The $60,000 Question
Enterprise attribution platforms—Bizible (Adobe Marketo Measure), CaliberMind, Attribution.com—charge $30,000 to $60,000 annually. Implementation adds another $10,000-$20,000 in consulting fees. For a mid-market SaaS company, that's a significant portion of the MarTech budget for what amounts to a reporting function.
The alternative isn't going without attribution. It's building warehouse-native multi-touch attribution (MTA) for a fraction of the cost—often under $500/month in infrastructure.
The Modern Data Stack has democratized this. Cloud warehouses (Snowflake, BigQuery), open-source event collectors (RudderStack, Snowplow), and transformation frameworks (dbt) make it possible to build transparent, auditable attribution systems that you own completely.
Why Enterprise Platforms Fall Short
The Black Box Problem
When a Sales VP asks "Why did this webinar get $5,000 in credit?", the answer from Bizible is often "That's what the algorithm decided." You can't see the raw SQL. You can't audit the logic. If the numbers look wrong, stakeholders dismiss the entire system.
This opacity isn't just frustrating—it's corrosive to trust. Marketing can't defend their numbers because they don't understand how they were calculated.
Rigid Data Models
Enterprise tools enforce specific schemas. Bizible is tightly coupled with Salesforce Campaigns. If your marketing data doesn't fit neatly into that model—product usage data in a PLG motion, community interactions on Discord, podcast appearances—it's difficult or impossible to include.
For B2B SaaS with 6-12 month sales cycles, the touchpoints that matter often aren't the ones enterprise tools were built to track.
Vendor Lock-In
The transformation logic lives inside the vendor's platform. Cancel the subscription and you lose not just the tool, but the historical intelligence and the logic that processed it. Your data becomes a hostage.
Attribution Models: A Quick Primer
Before building, you need to understand what you're building. Attribution is an algorithmic interpretation of value—the model you choose shapes marketing behavior.
Single-Touch Models (Avoid These)
First-Touch: 100% credit to the first interaction. Useful for understanding awareness channels, but ignores everything that happened between discovery and purchase. In B2B, the "spark" is rarely the "closer."
Last-Touch: 100% credit to the final interaction. The most dangerous model for B2B. The last touch before a deal closes is often a direct search or brand visit—the prospect already decided to buy. This cannibalizes demand generation programs.
Multi-Touch Models (Use These)
Linear: Equal credit to all touchpoints. Conservative baseline for long B2B journeys. Ensures middle-of-funnel content gets recognition.
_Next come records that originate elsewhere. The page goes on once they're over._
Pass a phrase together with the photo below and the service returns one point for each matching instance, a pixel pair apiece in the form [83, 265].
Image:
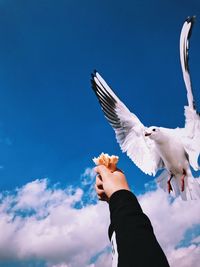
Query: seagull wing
[128, 128]
[191, 132]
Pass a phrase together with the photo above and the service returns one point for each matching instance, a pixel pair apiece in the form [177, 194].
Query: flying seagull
[154, 148]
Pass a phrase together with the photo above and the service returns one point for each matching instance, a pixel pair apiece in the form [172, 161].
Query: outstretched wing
[191, 133]
[128, 128]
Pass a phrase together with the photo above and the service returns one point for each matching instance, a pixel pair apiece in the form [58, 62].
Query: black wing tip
[94, 73]
[191, 19]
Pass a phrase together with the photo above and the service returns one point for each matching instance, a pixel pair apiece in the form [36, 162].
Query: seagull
[174, 151]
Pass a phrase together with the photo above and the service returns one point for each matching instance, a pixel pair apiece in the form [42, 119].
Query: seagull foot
[183, 181]
[169, 186]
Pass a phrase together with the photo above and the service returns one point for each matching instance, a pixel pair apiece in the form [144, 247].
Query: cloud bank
[68, 227]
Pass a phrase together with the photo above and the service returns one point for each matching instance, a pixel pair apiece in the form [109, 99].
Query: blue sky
[51, 124]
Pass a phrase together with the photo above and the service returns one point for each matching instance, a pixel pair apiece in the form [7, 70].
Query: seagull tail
[192, 186]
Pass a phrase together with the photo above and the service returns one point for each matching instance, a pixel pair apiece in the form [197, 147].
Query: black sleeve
[135, 241]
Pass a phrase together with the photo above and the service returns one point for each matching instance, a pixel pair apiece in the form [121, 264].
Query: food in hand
[108, 161]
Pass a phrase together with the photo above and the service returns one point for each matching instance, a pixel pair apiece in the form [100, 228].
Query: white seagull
[154, 148]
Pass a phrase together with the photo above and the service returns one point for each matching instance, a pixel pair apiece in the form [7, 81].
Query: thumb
[103, 171]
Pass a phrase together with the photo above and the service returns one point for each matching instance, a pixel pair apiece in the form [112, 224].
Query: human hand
[108, 182]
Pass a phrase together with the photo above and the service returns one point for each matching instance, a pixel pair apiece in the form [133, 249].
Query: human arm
[130, 231]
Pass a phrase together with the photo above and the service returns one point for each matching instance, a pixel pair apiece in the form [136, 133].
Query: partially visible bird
[153, 148]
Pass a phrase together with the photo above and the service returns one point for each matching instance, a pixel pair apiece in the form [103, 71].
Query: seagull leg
[169, 186]
[183, 181]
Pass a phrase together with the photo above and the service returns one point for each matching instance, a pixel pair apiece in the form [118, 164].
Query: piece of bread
[108, 161]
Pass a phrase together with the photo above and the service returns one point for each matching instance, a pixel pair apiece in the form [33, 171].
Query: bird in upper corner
[154, 148]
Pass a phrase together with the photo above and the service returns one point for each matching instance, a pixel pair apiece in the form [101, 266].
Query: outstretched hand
[108, 182]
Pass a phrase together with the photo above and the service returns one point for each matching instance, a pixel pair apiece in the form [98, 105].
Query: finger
[99, 191]
[102, 171]
[118, 170]
[99, 180]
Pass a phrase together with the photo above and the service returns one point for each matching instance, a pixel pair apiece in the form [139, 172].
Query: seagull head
[153, 132]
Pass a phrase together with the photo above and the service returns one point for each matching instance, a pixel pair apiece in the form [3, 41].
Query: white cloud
[171, 220]
[68, 228]
[43, 223]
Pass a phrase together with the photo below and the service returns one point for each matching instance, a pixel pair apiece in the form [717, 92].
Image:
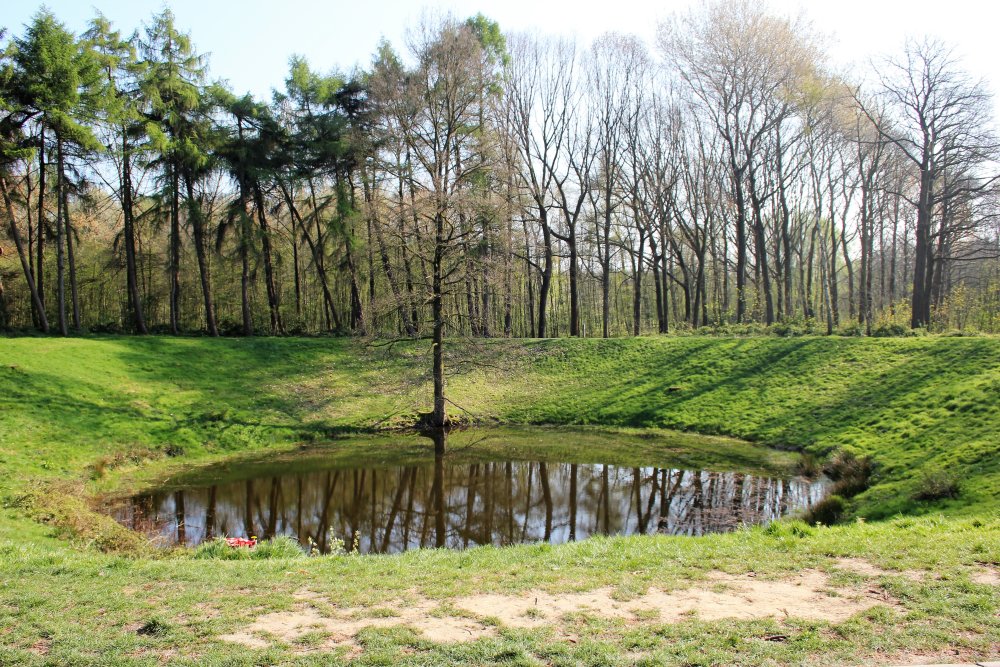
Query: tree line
[490, 184]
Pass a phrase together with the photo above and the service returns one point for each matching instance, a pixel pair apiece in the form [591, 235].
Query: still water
[447, 503]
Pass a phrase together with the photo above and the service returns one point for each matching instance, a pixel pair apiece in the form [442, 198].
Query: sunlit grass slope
[917, 406]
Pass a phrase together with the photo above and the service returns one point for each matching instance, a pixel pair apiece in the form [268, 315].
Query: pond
[387, 494]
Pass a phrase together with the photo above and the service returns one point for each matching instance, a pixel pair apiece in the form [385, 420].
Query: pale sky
[250, 41]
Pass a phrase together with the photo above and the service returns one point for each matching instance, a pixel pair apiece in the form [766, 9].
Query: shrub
[827, 511]
[808, 466]
[851, 475]
[893, 330]
[937, 484]
[64, 507]
[853, 330]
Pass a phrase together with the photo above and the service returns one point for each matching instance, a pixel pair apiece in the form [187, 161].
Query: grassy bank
[108, 413]
[919, 407]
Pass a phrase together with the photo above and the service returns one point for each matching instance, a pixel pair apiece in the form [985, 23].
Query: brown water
[445, 503]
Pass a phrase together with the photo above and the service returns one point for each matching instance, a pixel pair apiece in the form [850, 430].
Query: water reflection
[458, 505]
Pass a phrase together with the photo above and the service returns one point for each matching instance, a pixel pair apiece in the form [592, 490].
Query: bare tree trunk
[128, 213]
[36, 301]
[198, 227]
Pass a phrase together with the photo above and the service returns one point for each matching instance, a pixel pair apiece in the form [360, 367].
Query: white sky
[250, 41]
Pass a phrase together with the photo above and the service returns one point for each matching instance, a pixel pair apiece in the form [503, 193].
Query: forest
[489, 184]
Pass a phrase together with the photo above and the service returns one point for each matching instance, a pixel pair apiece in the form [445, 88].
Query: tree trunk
[60, 243]
[439, 417]
[198, 227]
[277, 326]
[128, 213]
[36, 301]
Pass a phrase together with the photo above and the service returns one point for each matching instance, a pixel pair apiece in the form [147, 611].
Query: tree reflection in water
[458, 505]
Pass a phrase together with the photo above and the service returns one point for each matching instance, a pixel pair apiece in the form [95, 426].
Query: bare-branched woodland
[491, 184]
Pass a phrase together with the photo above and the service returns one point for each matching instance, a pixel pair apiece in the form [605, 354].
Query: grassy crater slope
[72, 410]
[918, 406]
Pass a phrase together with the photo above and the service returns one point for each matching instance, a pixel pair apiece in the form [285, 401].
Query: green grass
[107, 414]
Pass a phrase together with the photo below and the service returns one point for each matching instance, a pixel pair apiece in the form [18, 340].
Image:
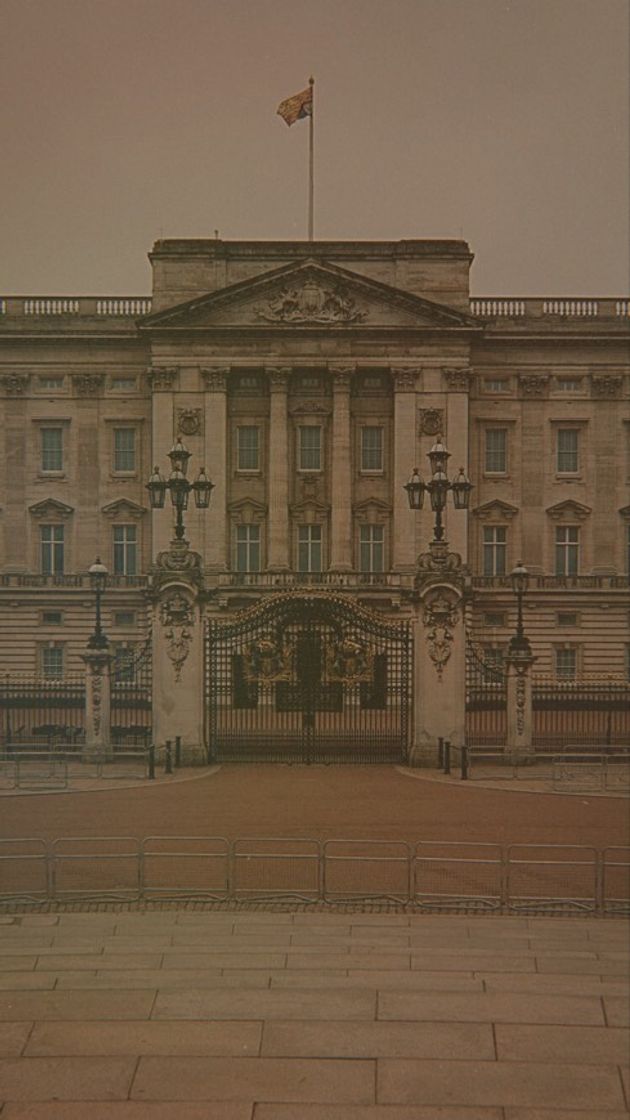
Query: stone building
[308, 380]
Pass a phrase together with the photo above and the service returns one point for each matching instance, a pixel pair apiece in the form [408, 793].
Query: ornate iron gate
[487, 700]
[307, 678]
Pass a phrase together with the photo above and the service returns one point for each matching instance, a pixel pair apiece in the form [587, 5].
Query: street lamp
[98, 579]
[519, 577]
[179, 487]
[438, 486]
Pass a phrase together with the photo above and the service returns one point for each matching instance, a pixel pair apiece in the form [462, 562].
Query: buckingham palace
[274, 426]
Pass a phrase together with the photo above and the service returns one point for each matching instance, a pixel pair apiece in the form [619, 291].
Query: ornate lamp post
[98, 579]
[179, 487]
[519, 577]
[438, 486]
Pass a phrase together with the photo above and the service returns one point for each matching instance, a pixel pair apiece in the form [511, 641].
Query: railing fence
[429, 875]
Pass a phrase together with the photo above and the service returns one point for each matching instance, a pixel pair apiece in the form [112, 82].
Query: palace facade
[308, 380]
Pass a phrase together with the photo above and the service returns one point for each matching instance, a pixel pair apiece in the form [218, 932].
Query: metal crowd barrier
[428, 876]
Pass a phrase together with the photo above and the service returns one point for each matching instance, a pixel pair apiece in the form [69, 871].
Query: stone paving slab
[499, 1083]
[93, 1038]
[490, 1007]
[257, 1079]
[520, 1043]
[133, 1110]
[379, 1039]
[265, 1005]
[83, 1079]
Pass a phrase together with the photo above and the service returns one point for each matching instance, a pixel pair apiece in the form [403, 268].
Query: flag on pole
[296, 108]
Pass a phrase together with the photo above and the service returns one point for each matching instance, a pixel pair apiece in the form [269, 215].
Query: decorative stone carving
[342, 376]
[179, 559]
[313, 302]
[438, 559]
[15, 384]
[278, 376]
[405, 379]
[215, 379]
[161, 378]
[534, 384]
[605, 384]
[87, 384]
[432, 421]
[457, 380]
[441, 616]
[176, 617]
[190, 421]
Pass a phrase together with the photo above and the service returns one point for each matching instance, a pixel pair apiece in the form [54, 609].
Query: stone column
[404, 529]
[177, 677]
[163, 382]
[341, 481]
[215, 550]
[439, 653]
[278, 528]
[520, 724]
[98, 703]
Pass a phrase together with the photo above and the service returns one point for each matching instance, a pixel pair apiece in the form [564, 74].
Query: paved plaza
[256, 1015]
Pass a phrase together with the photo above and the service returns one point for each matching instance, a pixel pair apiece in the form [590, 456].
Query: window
[566, 663]
[124, 550]
[371, 448]
[124, 449]
[248, 448]
[52, 660]
[494, 550]
[52, 617]
[567, 543]
[496, 450]
[309, 448]
[493, 618]
[52, 448]
[566, 618]
[567, 458]
[248, 548]
[124, 618]
[51, 381]
[371, 548]
[309, 548]
[52, 549]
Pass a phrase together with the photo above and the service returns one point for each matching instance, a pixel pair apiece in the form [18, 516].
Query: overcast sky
[501, 121]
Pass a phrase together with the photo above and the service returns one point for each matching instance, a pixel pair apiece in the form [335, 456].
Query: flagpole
[311, 154]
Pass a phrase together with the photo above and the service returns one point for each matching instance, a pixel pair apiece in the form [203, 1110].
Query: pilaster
[341, 483]
[215, 524]
[278, 498]
[404, 526]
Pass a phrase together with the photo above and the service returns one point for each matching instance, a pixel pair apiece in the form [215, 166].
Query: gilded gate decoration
[307, 677]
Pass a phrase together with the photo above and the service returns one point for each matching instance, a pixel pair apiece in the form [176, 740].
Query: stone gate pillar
[442, 589]
[518, 664]
[98, 703]
[177, 652]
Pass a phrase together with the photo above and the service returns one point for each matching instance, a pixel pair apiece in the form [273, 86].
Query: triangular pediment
[123, 507]
[568, 511]
[307, 296]
[51, 507]
[496, 510]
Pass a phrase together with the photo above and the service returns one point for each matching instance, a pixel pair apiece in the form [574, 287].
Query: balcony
[555, 582]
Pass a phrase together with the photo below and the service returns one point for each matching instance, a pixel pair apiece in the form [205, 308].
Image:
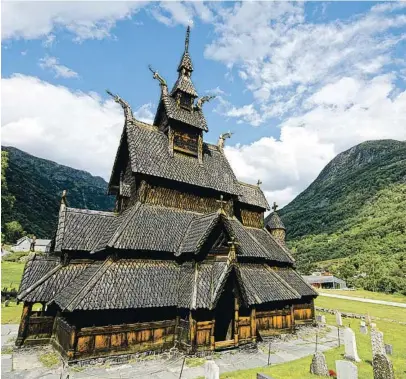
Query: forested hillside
[355, 209]
[34, 187]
Critique: treats a banner impression the same as a 1-hour webinar attendance.
U-Shaped (Position-Based): 40% to first touch, 40% to last touch, 20% distributed across middle touches. The B2B standard. Acknowledges both lead generation and pipeline conversion while recognizing nurture content.
W-Shaped: 30% to first touch, 30% to lead creation, 30% to opportunity creation, 10% to middle touches. Best for organizations with distinct MQL stages. Explicitly values the transition from anonymous visitor to known prospect.
// Attribution model weight distribution
const attributionModels = {
linear: (touchCount: number) => 1 / touchCount,
uShaped: (position: number, total: number) => {
if (position === 1) return 0.4; // First touch
if (position === total) return 0.4; // Last touch
return 0.2 / (total - 2); // Middle touches
},
wShaped: (position: number, total: number, isLeadCreation: boolean, isOppCreation: boolean) => {
if (position === 1) return 0.3; // First touch
if (isLeadCreation) return 0.3; // Lead creation
if (isOppCreation) return 0.3; // Opportunity creation
return 0.1 / (total - 3); // Middle touches
},
timeDecay: (daysFromConversion: number, halfLife: number = 7) => {
return Math.pow(2, -daysFromConversion / halfLife);
},
};Data-Driven Models: A Reality Check
Probabilistic models (Shapley Values, Markov Chains) calculate marginal contribution by comparing converting paths against non-converting paths. Theoretically superior—but they require immense data volumes.
For a B2B SaaS company closing 50 deals per quarter, the dataset is too sparse for reliable convergence. "Data-driven" becomes a black box of noise for companies under $50M ARR.
The Warehouse-Native Architecture
The DIY approach decouples components, allowing best-of-breed selection and independent scaling.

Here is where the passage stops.